To reduce risk of remnant tumour cells, some authors have reported that the addition of endoscopy to conventional curettage enables better visualisation of the tumour cavity [9, 14,15,16, 19]. For example, Aiba et al. successfully applied endoscopic-assisted curettage for the treatment of aneurysmal [16] as well as simple bone cysts [15]. Similarly, endoscopic-assisted curettage has been used to treat unicameral bone cysts of the calcaneus [13] and femur [14]. With this technique, recurrence rates between 0% [14], 10% [16] and 18.9% [15] have been achieved, being lower than the ones observed following conventional curettage [10, 11, 16]. However, none of these studies directly compared the two techniques in terms of performance and timing. Consequently, we performed an experimental study directly comparing conventional and endoscopic-assisted curettage regarding RTT and curetting time.

We discovered that the endoscopic-assisted technique is associated with significantly less RTT within the lesions’ cavity (median, 0.9%) compared to conventional curettage (median, 3.5%). In parallel, an increase in curetting time was observed with endoscopic-assisted (mean, 9.2 min) versus conventional curettage (mean, 5.9 min). Owing to the experimental setup of the study, no direct comparison to findings made in clinical practice are possible. Intriguingly, though, in-vivo surgical times appear shorter with the endoscopic-assisted curettage (median 45 to 108 min [15, 16, 19]) compared to the conventional technique (mean 115 to 171 min [4, 5]). An explanation for these discrepant findings could be the surgical approach, which is more limited with the endoscopic-assisted technique [16], as well as subsequent easier wound closure, two factors that were not addressed within the setup of this experimental study.

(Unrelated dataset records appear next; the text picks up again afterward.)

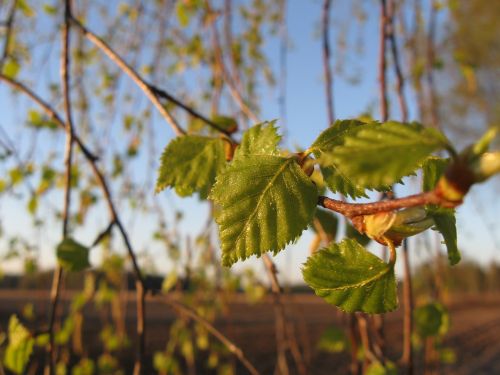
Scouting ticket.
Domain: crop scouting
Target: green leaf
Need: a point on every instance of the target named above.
(375, 156)
(377, 368)
(266, 202)
(446, 224)
(11, 68)
(444, 218)
(329, 139)
(433, 169)
(72, 255)
(334, 135)
(19, 348)
(348, 276)
(190, 164)
(262, 139)
(25, 8)
(333, 340)
(431, 320)
(328, 221)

Interestingly, we did not observe any difference in RTT or curetting time between the three surgeons, all with varying levels of experience. Intriguingly, long-lasting clinical experience appeared to even prolong curetting time, whilst amount of RTT remained unaffected. Although only hypothesis-generating, one explanation for these findings may be the raised awareness of well-experienced orthopaedic physicians towards the considerable effects recurrences have on patients’ outcomes, whilst younger, less experienced physicians may be less biased towards this clinical observation. Furthermore, none of the assessors are highly experienced in arthroscopic surgery, serving as another potential explanation for varying curetting times. Regardless of surgeons’ experience levels, though, endoscopic-assisted curettage improves visualisation and eventually reduces risk for remnant tumour cells, wherefore this technique may also be employed in training of junior surgeons. In clinical practice, endoscopy may be added to conventional curettage in tumours known for a high recurrence risk (e.g. giant cell tumour of bone), or in case of critical anatomical locations (e.g. pelvic girdle, femoral head, proximal tibia, vicinity to joints/growth plates) [25, 26].

Conclusions

Our findings confirm the hypothesis that endoscopic-assisted curettage is superior to conventional curettage in terms of complete tissue removal. The higher precision of this technique is at the expenses of prolonged curetting time, though. Transferred to clinical practice, endoscopy may be added to curettage especially in cases at increased risk for RTT due to histopathology and/or anatomical location. Whilst this likely enhances completeness of curettage, the question whether surgical time will be prolonged remains to be answered.